For various reasons, we hadn’t backpacked in—I just checked—two months!  A fine amount of dayhiking, sure, but what with our upcoming trip to the Canadian Rockies, I felt we needed a bit more conditioning.  And I thought maybe, just maybe, we’d get some clear skies.  After shortening our list earlier in the week to three possible destinations, we decided we’d spend Saturday night in Gothic Basin.

Gothic Basin worked its way onto my must-do list way back when.  As sometimes happens when time passes, details regarding degree of difficulty slipped away from me, replaced only by snapshot statistics: 2600′ elevation gain, ~10 miles round-trip.  No problem.

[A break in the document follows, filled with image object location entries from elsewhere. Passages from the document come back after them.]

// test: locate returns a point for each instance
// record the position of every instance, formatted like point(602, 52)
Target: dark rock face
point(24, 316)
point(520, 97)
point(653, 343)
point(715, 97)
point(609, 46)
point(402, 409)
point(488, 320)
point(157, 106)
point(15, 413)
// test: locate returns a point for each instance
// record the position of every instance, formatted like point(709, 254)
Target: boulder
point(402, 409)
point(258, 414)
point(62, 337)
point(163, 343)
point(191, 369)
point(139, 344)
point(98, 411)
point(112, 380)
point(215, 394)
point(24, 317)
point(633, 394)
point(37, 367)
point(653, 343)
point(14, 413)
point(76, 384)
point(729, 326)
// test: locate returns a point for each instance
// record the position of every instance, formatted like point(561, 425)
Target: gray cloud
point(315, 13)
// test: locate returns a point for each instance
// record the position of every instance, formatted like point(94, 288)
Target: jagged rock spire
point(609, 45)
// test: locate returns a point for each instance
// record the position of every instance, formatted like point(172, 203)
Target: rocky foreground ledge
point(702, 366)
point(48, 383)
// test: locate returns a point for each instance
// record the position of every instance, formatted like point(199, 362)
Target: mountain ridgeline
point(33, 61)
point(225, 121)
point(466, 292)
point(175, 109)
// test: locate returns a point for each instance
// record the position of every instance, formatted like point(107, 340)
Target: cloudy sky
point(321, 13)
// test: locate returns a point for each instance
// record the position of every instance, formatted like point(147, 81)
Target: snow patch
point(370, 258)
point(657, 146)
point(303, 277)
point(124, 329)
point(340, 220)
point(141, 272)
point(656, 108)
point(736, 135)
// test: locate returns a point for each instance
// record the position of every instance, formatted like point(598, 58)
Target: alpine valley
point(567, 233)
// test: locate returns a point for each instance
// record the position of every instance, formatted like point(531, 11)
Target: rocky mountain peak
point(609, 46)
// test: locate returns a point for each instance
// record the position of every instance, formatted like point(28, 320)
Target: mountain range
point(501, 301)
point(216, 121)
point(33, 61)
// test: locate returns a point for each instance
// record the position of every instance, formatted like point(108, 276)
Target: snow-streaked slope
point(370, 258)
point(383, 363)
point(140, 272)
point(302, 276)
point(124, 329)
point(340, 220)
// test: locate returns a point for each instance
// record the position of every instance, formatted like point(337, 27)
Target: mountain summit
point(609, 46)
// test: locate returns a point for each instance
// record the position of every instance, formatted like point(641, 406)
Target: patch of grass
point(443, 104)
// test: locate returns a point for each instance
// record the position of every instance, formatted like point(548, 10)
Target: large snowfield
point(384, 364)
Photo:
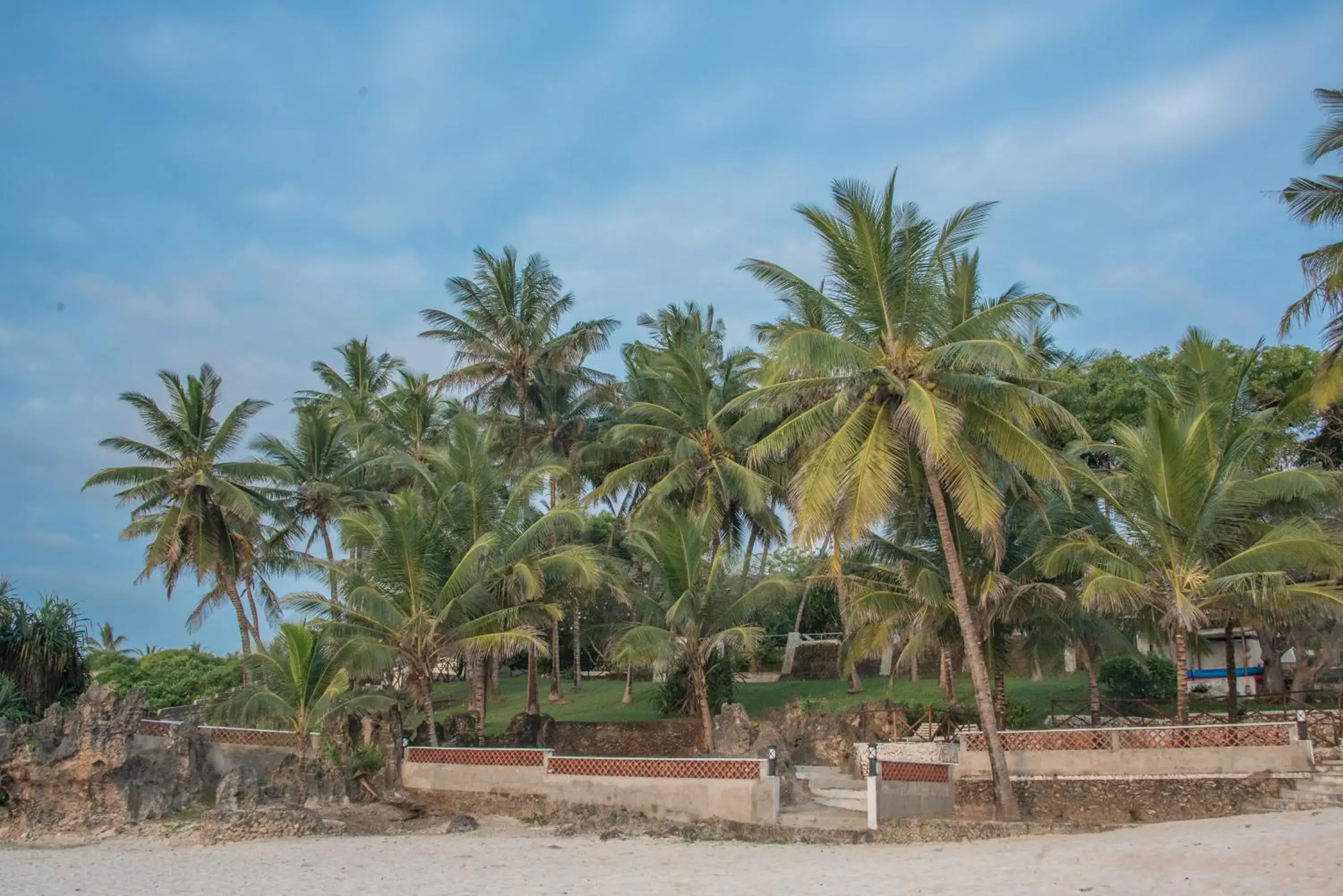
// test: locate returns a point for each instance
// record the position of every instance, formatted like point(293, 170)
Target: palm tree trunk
point(1091, 653)
point(578, 645)
point(555, 695)
point(477, 690)
point(1004, 796)
point(428, 704)
point(1001, 696)
point(946, 676)
point(699, 680)
point(331, 558)
point(534, 704)
point(1178, 640)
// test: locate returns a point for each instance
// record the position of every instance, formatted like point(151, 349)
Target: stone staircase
point(1322, 790)
point(830, 800)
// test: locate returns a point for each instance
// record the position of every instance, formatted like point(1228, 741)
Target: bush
point(1151, 678)
point(673, 696)
point(1165, 686)
point(175, 678)
point(1017, 715)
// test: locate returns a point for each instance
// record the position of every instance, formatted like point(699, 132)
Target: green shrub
point(1151, 678)
point(1017, 715)
point(175, 678)
point(1163, 674)
point(673, 696)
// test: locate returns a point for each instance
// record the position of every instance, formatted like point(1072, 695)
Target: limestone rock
point(238, 790)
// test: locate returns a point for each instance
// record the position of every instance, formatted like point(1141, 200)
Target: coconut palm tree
point(1194, 526)
point(195, 507)
point(695, 446)
point(908, 378)
point(300, 682)
point(695, 613)
point(42, 655)
point(457, 569)
point(354, 391)
point(1319, 201)
point(508, 329)
point(107, 647)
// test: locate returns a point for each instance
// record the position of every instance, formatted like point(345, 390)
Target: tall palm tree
point(300, 682)
point(911, 378)
point(195, 507)
point(508, 329)
point(1194, 527)
point(317, 476)
point(107, 647)
point(42, 655)
point(352, 391)
point(695, 612)
point(1319, 201)
point(457, 569)
point(695, 442)
point(569, 417)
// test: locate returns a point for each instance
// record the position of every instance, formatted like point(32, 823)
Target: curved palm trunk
point(1004, 796)
point(1180, 639)
point(428, 706)
point(699, 682)
point(331, 558)
point(534, 704)
point(1091, 655)
point(555, 695)
point(578, 645)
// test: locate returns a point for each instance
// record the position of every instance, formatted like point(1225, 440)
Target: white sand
point(1264, 855)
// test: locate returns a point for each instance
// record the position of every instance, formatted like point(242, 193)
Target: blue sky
point(252, 186)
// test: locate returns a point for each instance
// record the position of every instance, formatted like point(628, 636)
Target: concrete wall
point(1189, 761)
point(225, 758)
point(915, 800)
point(673, 798)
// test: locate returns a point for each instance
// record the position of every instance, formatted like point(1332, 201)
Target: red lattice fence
point(1146, 738)
point(223, 735)
point(476, 757)
point(621, 768)
point(911, 772)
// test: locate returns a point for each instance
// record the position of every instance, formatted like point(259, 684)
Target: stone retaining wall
point(1121, 800)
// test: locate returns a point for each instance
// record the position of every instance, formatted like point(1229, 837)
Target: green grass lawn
point(599, 699)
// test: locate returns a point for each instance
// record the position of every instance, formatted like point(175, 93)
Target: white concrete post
point(872, 802)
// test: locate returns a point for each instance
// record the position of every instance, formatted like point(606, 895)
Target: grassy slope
point(599, 700)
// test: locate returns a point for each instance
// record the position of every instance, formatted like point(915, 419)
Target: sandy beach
point(1284, 853)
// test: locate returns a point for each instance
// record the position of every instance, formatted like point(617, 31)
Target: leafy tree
point(1190, 500)
point(107, 648)
point(900, 372)
point(175, 678)
point(197, 508)
point(508, 329)
point(41, 655)
point(1319, 201)
point(352, 393)
point(692, 616)
point(300, 682)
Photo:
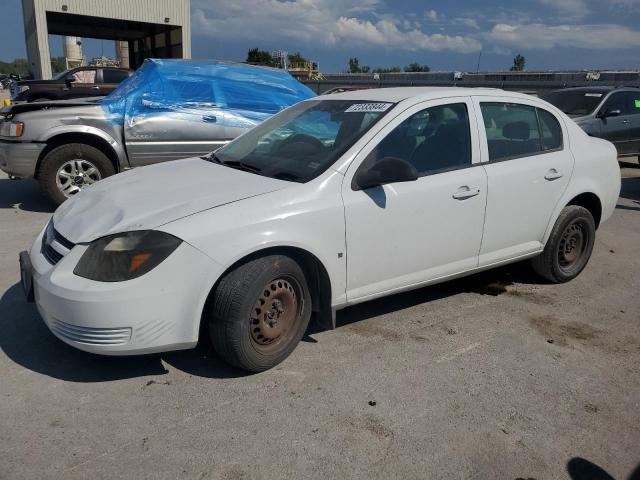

We were up early enough Saturday morning, and on the road at 05:05.  I felt an early start was important, since we needed to find a campsite.  At 06:55, we pulled onto the side of the road at Barlow Pass, and were walking down the gated road to Monte Cristo ten minutes later.  Low clouds and fog made visibility poor.

Holding...

Holding...

Fifteen minutes after squeezing through the posts on either side of the Monte Cristo gate the road is really closed, and a trail is routed above the washed out road along the South Fork Sauk River.  I’d read that it wasn’t necessary to take the re-route, so we continued along the remains of the road, which wasn’t difficult, but does require that you watch where you step.  We’d be watching each step closely later on, too.